If the method=Sample(save_warmup=true) is used, it is possible to retrieve just the warmup samples by calling

read_stanfit_warmup_samples(stanmodel)

After a Stanmodel has been created, the workhorse function stan() is called to run the simulation.

The stan() call uses 'make' to create (or update when needed) an executable with the given model.name, e.g. bernoulli in the above example. If no model String (or of zero length) is found, a message will be shown.

If the Julia REPL is started in the correct directory, stan(model) is sufficient for a model that does not require a data file. See the Binormal example.

The full signature of stan() is:

function stan(
  model::Stanmodel,
  data=Nothing, 
  ProjDir=pwd();
  summary=true, 
  diagnostics=false, 
  StanDir=CMDSTAN_HOME)

All parameters to compile and run the Stan script are implicitly passed in through the model argument.

In Stan.jl v"1.0.3" an example has been added to show passing in parameter values to Stanmodel (see below version release note 2). The example can be found in directory Examples/BernoulliInitTheta.

What's new and planned

Version 2.0.0 (Currently slated for late 2017 and possibly Julia 1.0)

Please see the "Future of Stan.jl" issue

Version 1.0 3 (next)

  1. Thanks to Jon Alm Eriksen the performance of update_R_file() has been improved tremendously.
  2. A further suggestion by Michael Prange to directly write to the R file also prevents a Julia segmentation trap for very large arrays (N > 10^6).
  3. Thanks to Maxime Rischard it is now possible for parameter values to be passed to a Stanmodel as an array of data dictionaries.
  4. Bumped REQUIRE for Julia to v"0.5.0".
  5. Fix for Stan 2.13.1 (for runs without a data file).
  6. Added Marco Cox' fix for scalar data elements.
  7. Updates to README suggested by Frederik Beaujean.
  8. Further work on initialization with Chris Fisher
  9. Added 2 test to track outstanding CmdStan issues (#510 and #547). Slated for Stan 3.0
  10. Fix to not depend on Homebrew on non OSX patforms
  11. Initiated the "Future of Stan.jl" discussion (Stan.jl issue #40).

Version 1.0.2 (currently tagged version)

  1. Bumped REQUIRE for Julia to v"0.5.0-rc3"
  2. Updated Homebrew section as CmdStan 2.11.0 is now available from Homebrew
  3. Updated .travis.yml to just test on Julia 0.5

Version 1.0.0

  1. Tested with Stan 2.11.0 (fixed a change in the diagnose .csv file format)
  2. Updated how CMDSTAN_HOME is retrieved from ENV (see also REQUIREMENTS section below)
  3. Requires Julia 0.5
  4. Requires Mamba 0.10.0
  5. Mamba needs updates to Graphs.jl (will produce warnings otherwise)

Version 0.3.2

  1. Cleaned up message in Pkg.test("Stan")
  2. Added experimental use of Mamba.contour() to bernoulli.jl (this requires Mamba 0.7.1+)
  3. Introduce the use of Homebrew to install CmdStan on OSX
  4. Pkg.test("Stan") will give an error on variational bayes
  5. Last version update for Julia 0.4

Requirements

To run this version of the Stan.jl package on your local machine, it assumes that:

  1. CmdStan (see http://mc-stan.org) is properly installed.

  2. Mamba (see https://github.com/brian-j-smith/Mamba.jl) is installed. It can be installed using Pkg.add("Mamba"). It requires Mamba v"0.10.0"

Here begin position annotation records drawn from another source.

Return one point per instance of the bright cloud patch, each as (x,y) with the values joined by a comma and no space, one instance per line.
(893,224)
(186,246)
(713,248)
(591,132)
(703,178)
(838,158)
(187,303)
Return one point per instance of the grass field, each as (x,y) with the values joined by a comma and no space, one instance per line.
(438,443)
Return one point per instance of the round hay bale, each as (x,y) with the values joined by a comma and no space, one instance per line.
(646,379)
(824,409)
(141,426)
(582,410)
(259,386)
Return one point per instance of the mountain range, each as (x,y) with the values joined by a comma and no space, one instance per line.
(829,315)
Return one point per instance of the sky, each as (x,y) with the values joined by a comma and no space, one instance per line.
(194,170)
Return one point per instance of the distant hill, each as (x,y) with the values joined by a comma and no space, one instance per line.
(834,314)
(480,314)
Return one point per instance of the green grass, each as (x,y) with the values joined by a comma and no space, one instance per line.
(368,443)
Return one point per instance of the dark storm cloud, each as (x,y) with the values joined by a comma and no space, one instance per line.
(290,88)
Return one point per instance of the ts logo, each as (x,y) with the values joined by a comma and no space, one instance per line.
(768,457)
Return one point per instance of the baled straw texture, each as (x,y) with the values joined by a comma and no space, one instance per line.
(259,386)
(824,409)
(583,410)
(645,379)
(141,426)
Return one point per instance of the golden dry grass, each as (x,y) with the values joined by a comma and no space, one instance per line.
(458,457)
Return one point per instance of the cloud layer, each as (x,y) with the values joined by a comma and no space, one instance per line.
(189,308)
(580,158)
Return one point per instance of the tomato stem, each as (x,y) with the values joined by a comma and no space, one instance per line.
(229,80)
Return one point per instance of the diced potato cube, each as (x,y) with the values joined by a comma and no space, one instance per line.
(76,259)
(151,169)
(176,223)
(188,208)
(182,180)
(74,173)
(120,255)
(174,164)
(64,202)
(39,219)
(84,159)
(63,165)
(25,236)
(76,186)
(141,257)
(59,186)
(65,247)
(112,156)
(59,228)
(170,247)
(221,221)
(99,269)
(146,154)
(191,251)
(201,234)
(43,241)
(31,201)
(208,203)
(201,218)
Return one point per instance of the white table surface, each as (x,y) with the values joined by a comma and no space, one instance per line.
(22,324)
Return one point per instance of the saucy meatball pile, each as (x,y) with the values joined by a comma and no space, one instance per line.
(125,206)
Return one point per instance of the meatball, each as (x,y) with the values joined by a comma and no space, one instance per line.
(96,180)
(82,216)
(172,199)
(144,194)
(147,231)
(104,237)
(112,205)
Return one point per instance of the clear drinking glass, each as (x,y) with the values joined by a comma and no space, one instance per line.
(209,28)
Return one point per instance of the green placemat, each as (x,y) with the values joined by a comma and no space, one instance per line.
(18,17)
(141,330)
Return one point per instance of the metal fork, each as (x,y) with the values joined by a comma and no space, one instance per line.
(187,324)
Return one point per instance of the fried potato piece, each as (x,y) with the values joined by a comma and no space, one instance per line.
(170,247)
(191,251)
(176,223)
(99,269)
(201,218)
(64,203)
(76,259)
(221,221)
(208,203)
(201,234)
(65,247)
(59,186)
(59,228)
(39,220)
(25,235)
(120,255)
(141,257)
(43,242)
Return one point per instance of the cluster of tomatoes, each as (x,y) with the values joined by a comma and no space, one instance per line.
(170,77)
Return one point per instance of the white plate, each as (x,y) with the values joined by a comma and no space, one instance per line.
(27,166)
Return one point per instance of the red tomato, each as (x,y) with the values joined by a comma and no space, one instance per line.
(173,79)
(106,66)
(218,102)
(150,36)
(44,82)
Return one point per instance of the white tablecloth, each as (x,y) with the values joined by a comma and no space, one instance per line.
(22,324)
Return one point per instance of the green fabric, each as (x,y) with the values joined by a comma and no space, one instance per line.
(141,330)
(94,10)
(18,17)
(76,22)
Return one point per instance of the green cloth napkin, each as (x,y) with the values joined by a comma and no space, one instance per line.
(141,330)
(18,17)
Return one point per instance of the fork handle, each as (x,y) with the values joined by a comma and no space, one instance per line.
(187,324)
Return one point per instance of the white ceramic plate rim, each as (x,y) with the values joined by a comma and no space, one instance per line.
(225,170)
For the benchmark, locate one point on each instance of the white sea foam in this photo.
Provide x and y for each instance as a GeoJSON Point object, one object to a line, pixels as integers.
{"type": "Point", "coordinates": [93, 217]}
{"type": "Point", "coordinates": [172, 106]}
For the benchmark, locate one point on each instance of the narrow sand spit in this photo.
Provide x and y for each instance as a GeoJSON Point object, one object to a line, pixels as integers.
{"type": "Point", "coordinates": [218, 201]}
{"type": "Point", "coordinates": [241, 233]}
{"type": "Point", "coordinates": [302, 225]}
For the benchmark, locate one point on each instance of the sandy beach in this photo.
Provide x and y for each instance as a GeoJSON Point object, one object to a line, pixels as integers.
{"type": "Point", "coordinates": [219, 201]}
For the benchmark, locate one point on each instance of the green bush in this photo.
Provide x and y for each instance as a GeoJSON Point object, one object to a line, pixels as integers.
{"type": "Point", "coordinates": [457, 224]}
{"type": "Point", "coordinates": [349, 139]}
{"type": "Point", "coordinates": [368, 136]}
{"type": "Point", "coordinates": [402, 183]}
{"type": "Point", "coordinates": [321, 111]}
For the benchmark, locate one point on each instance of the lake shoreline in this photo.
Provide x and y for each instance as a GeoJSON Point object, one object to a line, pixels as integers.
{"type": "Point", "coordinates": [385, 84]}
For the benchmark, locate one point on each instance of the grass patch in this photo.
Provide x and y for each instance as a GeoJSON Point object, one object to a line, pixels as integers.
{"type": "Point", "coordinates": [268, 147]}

  3. On OSX, all examples check the environment variable JULIA_SVG_BROWSER to automatically display (in a browser) the simulation results (after creating .svg files), e.g. on my system I have exported JULIA_SVG_BROWSER="Google Chrome.app". For other platforms the final lines in the Examples/xxxx.jl files may need to be adjusted (or removed). In any case, on all platforms, both a .svg and a .pdf file will be created and left behind in the working directory.

  4. Thanks to Robert Feldt and the brew/Homebrew.jl folks, on OSX, in addition to the user following the steps in Stan's CmdStan User's Guide, CmdStan can also be installed using brew or Julia's Homebrew.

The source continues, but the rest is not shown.